The European Banking Authority called Wednesday upon banks to better take into account climate-related risks when setting their business goals and strategies.
The EBA, which is responsible for setting the rules for regulating and supervising banks in EU countries, issued a report on environmental, social and governance (ESG) risks.
ESG criteria are used to measure the impact and sustainability of companies and a growing number of investors are requiring commitments.
In its report, the EBA said both regulators and financial institutions need to explicitly take into consideration ESG risks.

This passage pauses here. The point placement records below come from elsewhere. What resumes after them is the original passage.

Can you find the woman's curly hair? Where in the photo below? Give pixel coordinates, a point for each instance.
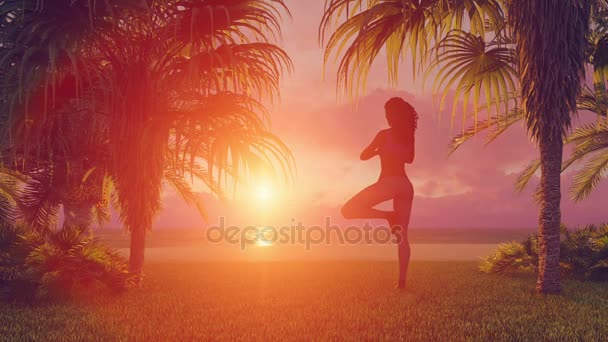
(401, 114)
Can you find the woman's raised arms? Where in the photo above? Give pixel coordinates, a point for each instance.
(372, 150)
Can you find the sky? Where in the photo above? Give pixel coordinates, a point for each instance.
(326, 133)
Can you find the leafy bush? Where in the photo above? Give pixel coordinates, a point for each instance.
(57, 265)
(583, 254)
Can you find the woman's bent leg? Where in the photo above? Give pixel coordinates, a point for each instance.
(361, 206)
(403, 207)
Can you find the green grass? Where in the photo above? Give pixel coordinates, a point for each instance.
(445, 301)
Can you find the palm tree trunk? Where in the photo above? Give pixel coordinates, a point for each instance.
(137, 250)
(551, 149)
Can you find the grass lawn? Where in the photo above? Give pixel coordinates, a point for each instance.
(337, 300)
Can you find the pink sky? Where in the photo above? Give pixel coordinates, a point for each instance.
(472, 188)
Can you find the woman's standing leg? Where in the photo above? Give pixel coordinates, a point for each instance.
(402, 205)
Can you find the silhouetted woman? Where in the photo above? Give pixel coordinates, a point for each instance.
(395, 146)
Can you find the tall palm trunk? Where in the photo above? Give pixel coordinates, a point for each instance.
(551, 38)
(136, 252)
(551, 148)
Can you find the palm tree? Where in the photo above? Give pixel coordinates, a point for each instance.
(180, 76)
(396, 25)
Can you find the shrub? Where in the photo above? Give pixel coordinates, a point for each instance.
(583, 254)
(57, 264)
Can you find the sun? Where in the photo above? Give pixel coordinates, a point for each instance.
(263, 193)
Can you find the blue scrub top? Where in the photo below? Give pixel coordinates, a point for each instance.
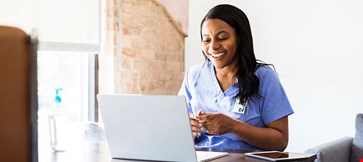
(202, 91)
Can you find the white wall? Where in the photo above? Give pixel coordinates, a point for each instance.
(66, 21)
(317, 49)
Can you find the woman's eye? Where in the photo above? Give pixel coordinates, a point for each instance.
(206, 40)
(223, 38)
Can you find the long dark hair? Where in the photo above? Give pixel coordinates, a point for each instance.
(248, 82)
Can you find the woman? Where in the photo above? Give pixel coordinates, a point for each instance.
(235, 101)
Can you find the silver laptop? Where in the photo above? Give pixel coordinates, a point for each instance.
(150, 127)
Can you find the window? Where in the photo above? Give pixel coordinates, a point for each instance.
(72, 74)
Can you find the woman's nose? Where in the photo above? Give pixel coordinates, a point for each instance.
(214, 45)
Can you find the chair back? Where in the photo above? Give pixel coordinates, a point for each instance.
(18, 96)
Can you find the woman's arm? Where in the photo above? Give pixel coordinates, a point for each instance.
(274, 137)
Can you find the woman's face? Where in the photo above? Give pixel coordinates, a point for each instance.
(219, 43)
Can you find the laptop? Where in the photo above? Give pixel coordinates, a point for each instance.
(150, 127)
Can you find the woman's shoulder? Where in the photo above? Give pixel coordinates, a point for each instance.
(196, 69)
(265, 71)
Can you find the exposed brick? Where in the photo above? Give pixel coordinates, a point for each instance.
(147, 49)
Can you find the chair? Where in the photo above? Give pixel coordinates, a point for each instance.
(346, 149)
(18, 96)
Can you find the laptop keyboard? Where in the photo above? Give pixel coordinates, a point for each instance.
(207, 155)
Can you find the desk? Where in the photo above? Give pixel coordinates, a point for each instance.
(95, 149)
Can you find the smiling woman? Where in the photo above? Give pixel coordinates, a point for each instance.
(236, 102)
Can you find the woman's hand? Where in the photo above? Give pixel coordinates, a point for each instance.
(216, 123)
(196, 125)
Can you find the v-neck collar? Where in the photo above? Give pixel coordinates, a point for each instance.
(228, 91)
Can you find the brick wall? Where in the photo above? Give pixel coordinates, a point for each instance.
(143, 49)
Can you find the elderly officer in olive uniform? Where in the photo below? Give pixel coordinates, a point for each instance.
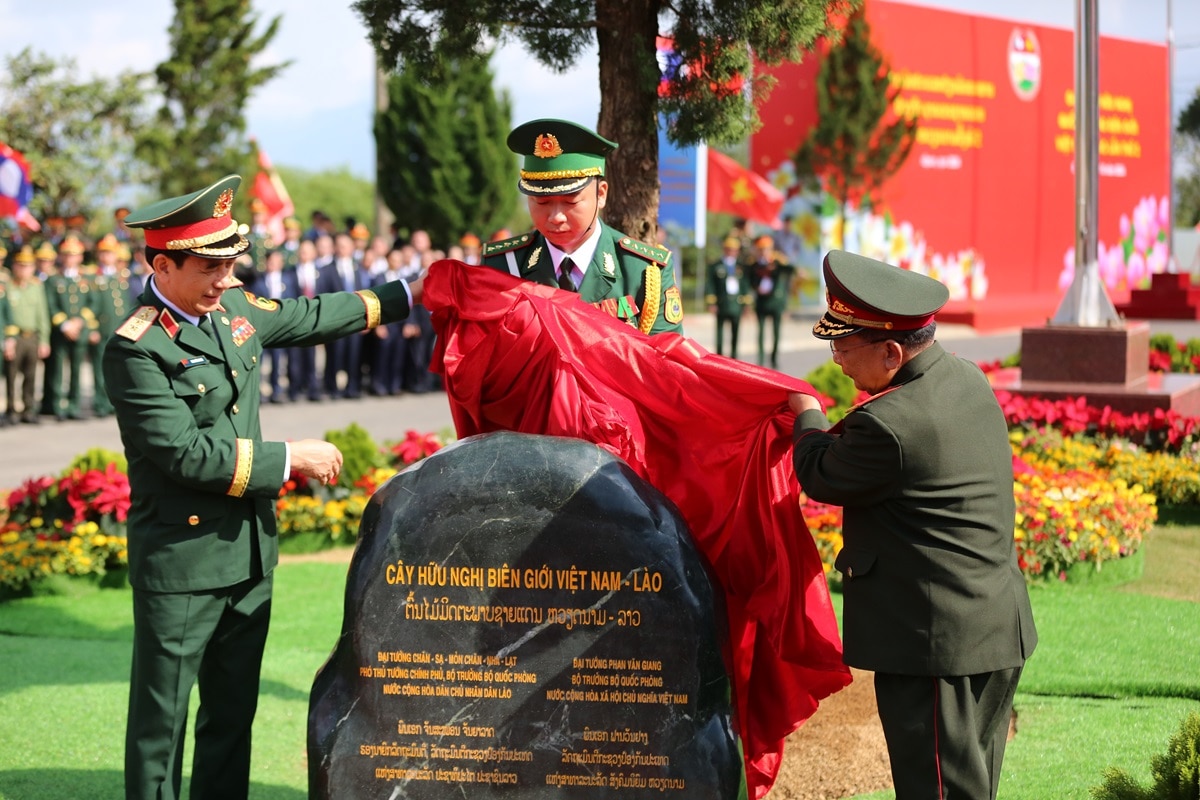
(727, 294)
(111, 292)
(563, 175)
(73, 326)
(183, 373)
(935, 603)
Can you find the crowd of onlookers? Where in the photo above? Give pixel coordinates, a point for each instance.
(63, 295)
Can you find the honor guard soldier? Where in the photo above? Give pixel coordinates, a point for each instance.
(111, 288)
(727, 294)
(27, 336)
(935, 603)
(771, 278)
(72, 326)
(184, 376)
(563, 176)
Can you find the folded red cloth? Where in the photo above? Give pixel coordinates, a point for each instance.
(711, 433)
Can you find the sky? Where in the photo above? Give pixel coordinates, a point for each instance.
(317, 114)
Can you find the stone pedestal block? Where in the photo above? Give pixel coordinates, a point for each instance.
(525, 618)
(1087, 355)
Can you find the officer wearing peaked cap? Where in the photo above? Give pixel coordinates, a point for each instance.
(935, 603)
(183, 374)
(563, 176)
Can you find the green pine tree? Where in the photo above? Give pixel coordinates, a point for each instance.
(712, 98)
(439, 146)
(205, 83)
(75, 133)
(857, 142)
(1187, 186)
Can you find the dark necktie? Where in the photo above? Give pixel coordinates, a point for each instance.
(565, 281)
(210, 329)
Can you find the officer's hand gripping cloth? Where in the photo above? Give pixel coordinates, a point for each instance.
(712, 433)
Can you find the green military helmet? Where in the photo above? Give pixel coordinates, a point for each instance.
(865, 294)
(559, 157)
(199, 223)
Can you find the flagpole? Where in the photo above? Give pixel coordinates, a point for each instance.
(701, 220)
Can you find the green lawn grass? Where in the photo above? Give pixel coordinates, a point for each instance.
(1115, 672)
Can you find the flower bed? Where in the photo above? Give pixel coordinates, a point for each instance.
(66, 525)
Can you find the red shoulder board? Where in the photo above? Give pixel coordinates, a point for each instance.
(138, 323)
(168, 323)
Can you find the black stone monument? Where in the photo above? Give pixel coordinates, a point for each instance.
(525, 618)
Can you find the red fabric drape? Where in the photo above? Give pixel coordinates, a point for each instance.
(709, 432)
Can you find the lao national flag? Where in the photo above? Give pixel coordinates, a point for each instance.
(16, 190)
(270, 190)
(732, 188)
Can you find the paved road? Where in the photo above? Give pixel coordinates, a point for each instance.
(30, 451)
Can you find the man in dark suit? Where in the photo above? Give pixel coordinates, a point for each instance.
(563, 175)
(771, 280)
(277, 284)
(727, 294)
(184, 377)
(935, 603)
(345, 355)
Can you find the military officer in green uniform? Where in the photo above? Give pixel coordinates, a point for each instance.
(935, 603)
(771, 280)
(73, 324)
(563, 176)
(727, 294)
(6, 343)
(111, 288)
(183, 373)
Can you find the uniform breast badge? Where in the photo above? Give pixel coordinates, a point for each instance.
(261, 302)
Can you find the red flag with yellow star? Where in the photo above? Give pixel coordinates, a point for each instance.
(732, 188)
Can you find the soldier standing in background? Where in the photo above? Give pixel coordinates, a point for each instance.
(72, 326)
(5, 338)
(771, 277)
(727, 294)
(27, 336)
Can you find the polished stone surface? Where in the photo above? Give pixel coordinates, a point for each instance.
(525, 618)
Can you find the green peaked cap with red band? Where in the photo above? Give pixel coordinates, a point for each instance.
(199, 223)
(865, 294)
(558, 157)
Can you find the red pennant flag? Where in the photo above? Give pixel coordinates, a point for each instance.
(732, 188)
(271, 192)
(16, 188)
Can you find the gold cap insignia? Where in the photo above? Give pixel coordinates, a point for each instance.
(223, 203)
(546, 146)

‘The management of ESG risks by institutions, in addition to the incorporation of ESG risks in supervision should, in an initial stage, give particular prominence to climate-related and broader environmental risks,’ said the EBA.
It urged financial institutions to incorporate ESG risks when setting business strategies, and to extend the time horizon for strategic planning to 10 years and test the resilience of strategies to different scenarios.
The EBA also urged banks to set and disclose their ESG risk-related strategic objectives, including any related performance indicators.
The authority called on banking regulators in EU countries to look at ESG risks when they assess the business models of banks, and urged them to extend the time horizon for review to 10 years.
The EBA carries out annual ‘stress tests’ of European banks to evaluate whether they would be able to withstand adverse events.
Last month it released the results of a pilot review of the climate risks of banks, which found the need for a harmonised approach and common metrics to address and mitigate potential disruptive impacts upon lenders from environmental risks.